Tutto è iniziato con una domenica a Villa Manin, a Passariano. L’idea era visitare la mostra mercato “Nel giardino del Doge Manin”, comprare qualche bel fiorellino, vedere i fiori sbocciati nel parco e farsi una bella passeggiata in totale relax.
Bellissimo, ma con una conseguenza abbastanza prevedibile: verso l’ora di pranzo scatta sempre la stessa domanda. “Dove mangiamo?”

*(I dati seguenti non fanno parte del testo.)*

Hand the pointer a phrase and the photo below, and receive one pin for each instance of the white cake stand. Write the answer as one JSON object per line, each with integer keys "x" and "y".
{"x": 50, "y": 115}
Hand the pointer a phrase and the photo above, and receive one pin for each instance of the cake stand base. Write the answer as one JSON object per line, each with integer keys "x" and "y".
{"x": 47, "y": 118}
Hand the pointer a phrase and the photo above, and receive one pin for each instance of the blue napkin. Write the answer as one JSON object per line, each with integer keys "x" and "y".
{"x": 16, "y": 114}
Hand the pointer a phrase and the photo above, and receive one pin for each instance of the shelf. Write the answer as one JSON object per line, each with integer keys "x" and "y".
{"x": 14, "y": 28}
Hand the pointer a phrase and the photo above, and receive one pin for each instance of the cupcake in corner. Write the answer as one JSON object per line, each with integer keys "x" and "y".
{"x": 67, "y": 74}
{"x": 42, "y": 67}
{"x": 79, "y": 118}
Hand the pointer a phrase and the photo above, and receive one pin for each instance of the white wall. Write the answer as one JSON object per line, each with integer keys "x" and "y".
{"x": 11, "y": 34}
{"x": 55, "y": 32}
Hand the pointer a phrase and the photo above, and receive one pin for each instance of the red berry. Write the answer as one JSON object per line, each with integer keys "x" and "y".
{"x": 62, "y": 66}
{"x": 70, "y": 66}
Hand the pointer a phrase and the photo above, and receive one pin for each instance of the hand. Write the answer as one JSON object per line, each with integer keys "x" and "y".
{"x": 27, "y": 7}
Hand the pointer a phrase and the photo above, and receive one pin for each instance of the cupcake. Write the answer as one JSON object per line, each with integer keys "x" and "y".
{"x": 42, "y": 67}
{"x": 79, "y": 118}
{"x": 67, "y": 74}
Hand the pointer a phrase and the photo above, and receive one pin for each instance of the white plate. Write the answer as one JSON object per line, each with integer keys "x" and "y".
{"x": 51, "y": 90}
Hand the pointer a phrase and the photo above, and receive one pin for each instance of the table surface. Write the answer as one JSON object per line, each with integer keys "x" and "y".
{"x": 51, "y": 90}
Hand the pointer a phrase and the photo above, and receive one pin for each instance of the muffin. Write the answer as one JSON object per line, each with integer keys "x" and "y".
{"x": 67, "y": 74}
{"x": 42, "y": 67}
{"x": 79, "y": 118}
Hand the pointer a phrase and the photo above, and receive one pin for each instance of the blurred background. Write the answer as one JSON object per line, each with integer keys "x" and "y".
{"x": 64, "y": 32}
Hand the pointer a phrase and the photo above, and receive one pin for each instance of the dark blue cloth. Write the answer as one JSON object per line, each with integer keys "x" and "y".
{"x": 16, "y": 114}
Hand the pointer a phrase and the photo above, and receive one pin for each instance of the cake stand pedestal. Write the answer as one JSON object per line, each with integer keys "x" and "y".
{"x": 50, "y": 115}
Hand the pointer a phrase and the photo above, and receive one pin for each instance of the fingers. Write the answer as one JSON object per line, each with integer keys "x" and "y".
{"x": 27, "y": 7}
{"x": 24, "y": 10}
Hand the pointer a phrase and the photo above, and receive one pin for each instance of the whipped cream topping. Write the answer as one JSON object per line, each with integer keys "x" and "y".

Chi conosce la zona lo sa: nei giorni di eventi importanti a Villa Manin trovare un ristorante libero nei dintorni può diventare complicato. Tutti i soliti noti (come la Trattoria da Vanda o Il Piron Dal Re) erano pieni e l’orario non aiutava (era mezzogiorno e mezzo, o poco dopo).
A quel punto abbiamo fatto quello che fanno tutti: Google Maps alla mano e telefonate un po’ a caso, scorrendo alla benemeglio le recensioni. Dopo diversi tentativi è arrivata la risposta salvifica:
“Sì dai ragazzi, vi combino.”
Il posto era Da Bepo, a Bugnins, piccola frazione di Camino al Tagliamento, a circa dieci minuti da Villa Manin. Una distanza perfetta se cercate dove mangiare vicino a Villa Manin senza allontanarvi troppo.
Una trattoria storica vicino a Villa Manin
Arrivati davanti al locale la prima cosa che si nota è semplice: le macchine. Tante.
Il classico segnale che il posto è conosciuto. E a vedere dall’insegna, che riporta la dicitura “dal 1951”, anche da tantissimo tempo.
Durante il pranzo abbiamo capito subito perché. Il personale è gentile e accogliente, il servizio è veloce nonostante i coperti siano molti e l’atmosfera è quella tipica delle trattorie storiche friulane: familiare, informale e rilassata.
Una cosa interessante è che il menu non è stampato. I piatti vengono elencati direttamente dal personale al tavolo, che elenca le proposte del giorno. Una formula che a me non dispiace, ma che per tanti può essere motivo di fastidio: attenzione se siete tra questi.

Anche per il vino funziona in modo similare: appena seduti, insieme all’acqua viene portata una bottiglia del vino della casa; si pagherà poi quello che si è effettivamente bevuto. Questo non significa che sia l’unica scelta possibile: tra le bottiglie in esposizione si trovava un po’ di tutto, da Ferrari a Ermacora.
Noi siamo rimasti sul bianco (per il pesce) e il rosso (per la carne) della casa, che andavano più che bene.
Cosa abbiamo mangiato da Bepo
Noi eravamo curiosi di provare un po’ di tutto, quindi abbiamo fatto una cosa semplice: uno di noi ha scelto piatti a base di pesce, l’altro quello di carne (che ovviamente abbiamo poi scambiato, ça va sans dire).
Tra i piatti che abbiamo assaggiato:
- sopressa con giardiniera fatta in casa
- polentina morbida con moscardini in umido
- caserecce con ragù di masurin, il germano reale, un’anatra selvatica tipica della zona delle risorgive in provincia di Udine (una gioia per chi ama la selvaggina)
- anelli di piovra alla Luciana con polenta in due consistenze (una più morbida, l’altra alla piastra)
- radicchio (credo di campo essendo a fine stagione) marinato nel pepe rosa e lime prima di essere cotto in padella
Non ricordo con precisione tutte le proposte vegetariane, ma tra i piatti disponibili c’era sicuramente anche il frico, uno dei grandi classici della cucina friulana.
Sui dolci siamo stati meno prudenti del previsto.
Abbiamo provato:
- panna cotta al caramello
- crema di vaniglia con caramello, panna montata e amaretti
La crema alla vaniglia è un grande classico (il loro cavallo di battaglia ci ha detto la signora che ci ha serviti), proprio quella che ti aspetti in una trattoria tradizionale. Ma il vero finale è arrivato subito dopo: insieme ai dolci ci hanno portato anche un calice di vino da dessert e dei biscotti fatti in casa.
Buonissimi. Anche se, a quel punto, eravamo già praticamente pieni e stavamo per rotolare.
Dove mangiare vicino a Villa Manin
Se state visitando Villa Manin (magari proprio durante eventi come Nel giardino del Doge Manin o prima di un concerto) Da Bepo è sicuramente un indirizzo da tenere a mente.
Si trova a pochi minuti dalla villa, a Bugnins di Camino al Tagliamento, ed è uno di quei posti dove si mangia bene, si spende il giusto e l’atmosfera è quella delle trattorie di una volta.
Nel nostro caso è stata una scoperta fatta quasi per caso, telefonando all’ultimo minuto. Ma di quelle che vale la pena ricordare.